Maureen, who has no sight, plays the piano in her kitchen. She’s also a singer, composer of hundreds of inspirational songs, motivational speaker and accomplished Scrabble player. Photo by Chuck Sterling

     “At Open Door, we have known and loved Maureen and Paul for a very long time and we consider them to be a treasure,” pastor David Johnson said. “The life and light of Christ shines through the frailty of their bodies more than anyone I know.”

    “We’ve always been blessed to have good people around us that have always supported us,” Paul said, and the couple gives back when their help is needed.

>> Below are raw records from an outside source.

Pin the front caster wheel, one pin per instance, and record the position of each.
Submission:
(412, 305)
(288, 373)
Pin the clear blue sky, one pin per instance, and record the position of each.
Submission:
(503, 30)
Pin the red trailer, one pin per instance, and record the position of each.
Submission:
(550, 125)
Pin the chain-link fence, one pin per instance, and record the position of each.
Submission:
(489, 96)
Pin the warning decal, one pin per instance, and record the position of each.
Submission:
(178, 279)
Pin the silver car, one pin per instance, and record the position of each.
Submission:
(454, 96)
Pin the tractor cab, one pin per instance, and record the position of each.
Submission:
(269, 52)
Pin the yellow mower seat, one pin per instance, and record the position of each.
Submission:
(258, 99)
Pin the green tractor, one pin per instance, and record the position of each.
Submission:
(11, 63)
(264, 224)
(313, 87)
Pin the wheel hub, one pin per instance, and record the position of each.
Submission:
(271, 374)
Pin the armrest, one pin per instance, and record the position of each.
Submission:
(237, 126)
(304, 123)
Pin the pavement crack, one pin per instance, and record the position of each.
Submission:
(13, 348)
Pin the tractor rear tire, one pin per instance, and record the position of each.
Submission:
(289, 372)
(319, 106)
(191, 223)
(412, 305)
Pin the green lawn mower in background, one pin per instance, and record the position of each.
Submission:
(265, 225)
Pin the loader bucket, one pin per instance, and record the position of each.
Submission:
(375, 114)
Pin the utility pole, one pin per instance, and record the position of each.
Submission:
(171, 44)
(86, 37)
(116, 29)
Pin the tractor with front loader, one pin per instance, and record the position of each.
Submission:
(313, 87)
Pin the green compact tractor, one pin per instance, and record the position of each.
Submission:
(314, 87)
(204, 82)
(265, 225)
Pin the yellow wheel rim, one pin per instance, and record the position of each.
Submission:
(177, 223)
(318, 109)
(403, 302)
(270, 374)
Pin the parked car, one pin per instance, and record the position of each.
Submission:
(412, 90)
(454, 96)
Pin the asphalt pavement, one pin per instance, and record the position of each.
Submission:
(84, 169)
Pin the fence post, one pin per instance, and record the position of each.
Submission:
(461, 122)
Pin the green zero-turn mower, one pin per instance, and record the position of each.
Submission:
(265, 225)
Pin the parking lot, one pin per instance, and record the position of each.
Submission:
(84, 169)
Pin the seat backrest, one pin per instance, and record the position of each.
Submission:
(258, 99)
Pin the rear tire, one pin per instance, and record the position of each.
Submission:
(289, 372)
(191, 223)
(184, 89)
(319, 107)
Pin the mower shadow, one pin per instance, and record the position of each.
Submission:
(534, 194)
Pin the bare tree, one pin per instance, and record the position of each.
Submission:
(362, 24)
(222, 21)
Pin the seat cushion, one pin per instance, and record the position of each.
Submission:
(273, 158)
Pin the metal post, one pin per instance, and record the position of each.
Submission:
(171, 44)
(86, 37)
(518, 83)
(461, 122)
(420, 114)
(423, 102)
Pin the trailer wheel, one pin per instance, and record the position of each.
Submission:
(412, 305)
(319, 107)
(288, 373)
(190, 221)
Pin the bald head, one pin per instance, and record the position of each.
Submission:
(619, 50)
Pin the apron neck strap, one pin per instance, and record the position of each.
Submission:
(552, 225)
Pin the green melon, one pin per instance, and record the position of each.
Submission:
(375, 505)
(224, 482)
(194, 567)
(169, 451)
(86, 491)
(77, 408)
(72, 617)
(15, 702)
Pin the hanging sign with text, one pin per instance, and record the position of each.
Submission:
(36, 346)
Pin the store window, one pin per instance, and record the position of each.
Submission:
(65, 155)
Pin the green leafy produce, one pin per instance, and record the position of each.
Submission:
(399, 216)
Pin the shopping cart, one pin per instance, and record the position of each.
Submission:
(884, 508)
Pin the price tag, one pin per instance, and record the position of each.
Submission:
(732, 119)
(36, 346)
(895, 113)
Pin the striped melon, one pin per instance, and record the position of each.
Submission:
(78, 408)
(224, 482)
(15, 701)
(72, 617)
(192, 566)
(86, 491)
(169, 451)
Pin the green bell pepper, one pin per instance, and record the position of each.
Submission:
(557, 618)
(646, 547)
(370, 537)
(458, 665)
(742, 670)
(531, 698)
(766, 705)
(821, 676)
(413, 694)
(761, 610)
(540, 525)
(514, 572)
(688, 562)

    Now retired from his programing job, Paul continues to work part time for the Minnesota State High School League refereeing adapted soccer, floor hockey and softball games for handicapped athletes as he’s done for 31 years. “I just enjoy officiating,” he said. “I enjoy working with the kids.”

    He teaches a computer course to cognitively challenged adults and has made four mission trips to Slovakia and five to Haiti, where his church helped build a house in Port-au-Prince for 25 special-needs kids.

    “I’m the sports guy,” Paul said, organizing soccer drills for the youngsters and spending one-on-one time with them. He plans to return to Haiti again in January and hopes to keep going back as long as he’s able.

    Maureen spends a lot of time running her own business, Braille It, in which she turns written or recorded words into Braille for the blind to read. She’s done Braille menus for a couple of her favorite restaurants and has been working on a long-term project converting a blind poet’s Braille writings to print.

    She’s also a song writer, singer, piano and guitar player and has her own website at maureensmusic.com. She’s written several hundred Christian songs and recorded some of them. One, I Choose You, placed in the top five two years ago in a national competition for Christian song writers at the Gideon Media Arts Conference in North Carolina.

    Three CDs of songs she recorded or wrote – Arise, Some Run the Race and Maureen’s Open Door Compilation – are available at cdbaby.com.

    Maureen and Paul make frequent appearances as motivational speakers, telling their inspiring story to area church, youth and civic groups. “People are very interested in our lives,” she said, “how do we do things, what’s happened to us.”

    When they speak to youth groups, they often wind up discussing the problems they had being accepted by their high school classmates. “Kids still have that problem today,” Maureen said. Every teenager worries about not fitting in and what they can do to be more popular. “They know what we’re talking about.”

    “Don’t focus inside yourself,” she advised others who are struggling to overcome obstacles. “Look around at all the great things.” When people are having problems, it’s because they’re living only for themselves.

    “You always find somebody who’s worse off than you,” Paul agreed, “if you just look around.”

    “Instead of thinking of what you can’t do, look at what you can do,” Maureen said. And “be open to asking for help.”